After introducing G-d as the Creator, and then the Revealer, the last blessing after the Shema goes on to talk about G-d the Redeemer. There is, though, one fundamental difference between the first two of these blessings and the third one. Creation has happened—we’re here. Revelation has happened—we have the Torah. Redemption….well, not so much. Sure, we were redeemed from Egypt, and that means that no matter what we might face in the future—and we have faced a lot in our future—we know with certainty that redemption has happened, and will happen again.

But when? As the years of exile accumulated, as horror after horror were experienced, the contrast between the glory of the redemptive promise and the reality of the unredeemed world had become increasingly painful. And this was accentuated by the contrast between the abject condition of the Jewish people and the declaration, in the Shema itself, that “the Lord is our G-d”. How could it be that G-d’s very own people were living in exile? This was a situation that was crying out for rectification.

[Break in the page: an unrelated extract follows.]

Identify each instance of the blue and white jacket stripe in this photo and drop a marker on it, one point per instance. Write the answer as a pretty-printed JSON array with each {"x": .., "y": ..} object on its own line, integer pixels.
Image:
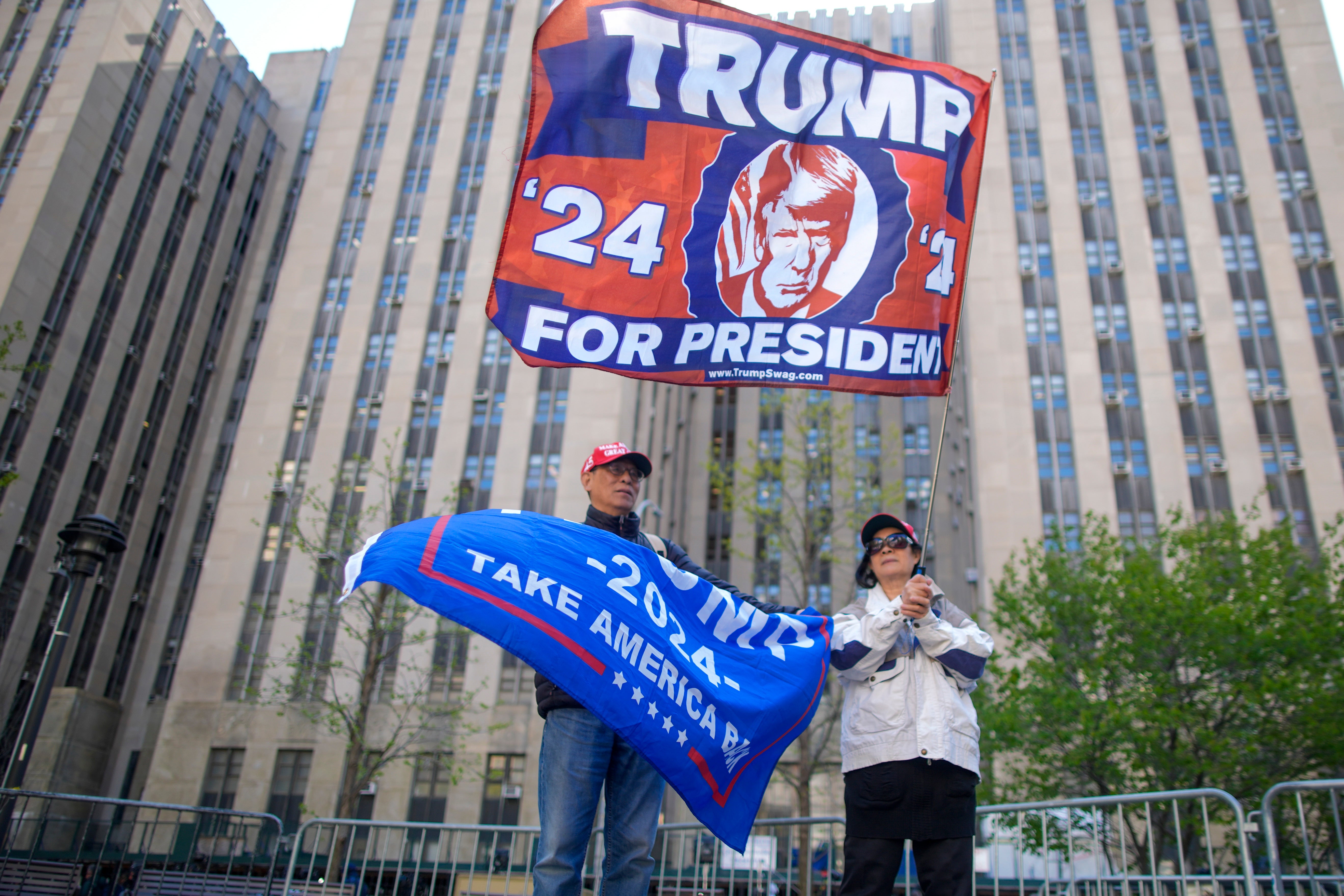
[{"x": 908, "y": 687}]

Hence the rabbis declared that the blessing of redemption should always be inseparable from the Amidah, the prayer in our liturgy. This is especially the case with the weekday Amidah, which contains in its central portion a full scale proto-Zionist programmatic outline of the glorious return to Jerusalem. But the same principle holds for our Shabbat prayers.

This serves to explain a common custom: when the shaliach tzibbur concludes the blessing of redemption with the words “ga’al yisrael”—“redeemer of Israel”—he or she will often lower their voice to the point where the last words become inaudible. That way, no one says “Amen,” which would cause the separation between the prayers that are meant to be inseparable.

If the custom of the shaliach tzibbur is not to lower their voice, then one can either say ga’al yisrael with them—and then you wouldn’t say amen, because you never say amen to your own blessing; or else one could begin the Amidah just before the shaliach tzibbur finishes ga’al yisrael—and you wouldn’t interrupt your Amidah to say amen to a blessing.

The bottom line is this: we should be dreaming about redemption every day, (at least) three times a day. Why? The story is told of Napoleon, who heard crying from a synagogue. When it was explained to him that it was tisha b’av, the anniversary of the destruction of the Temple, he said, “A people who can remember their land after nearly 2,000 years is sure to return to it.”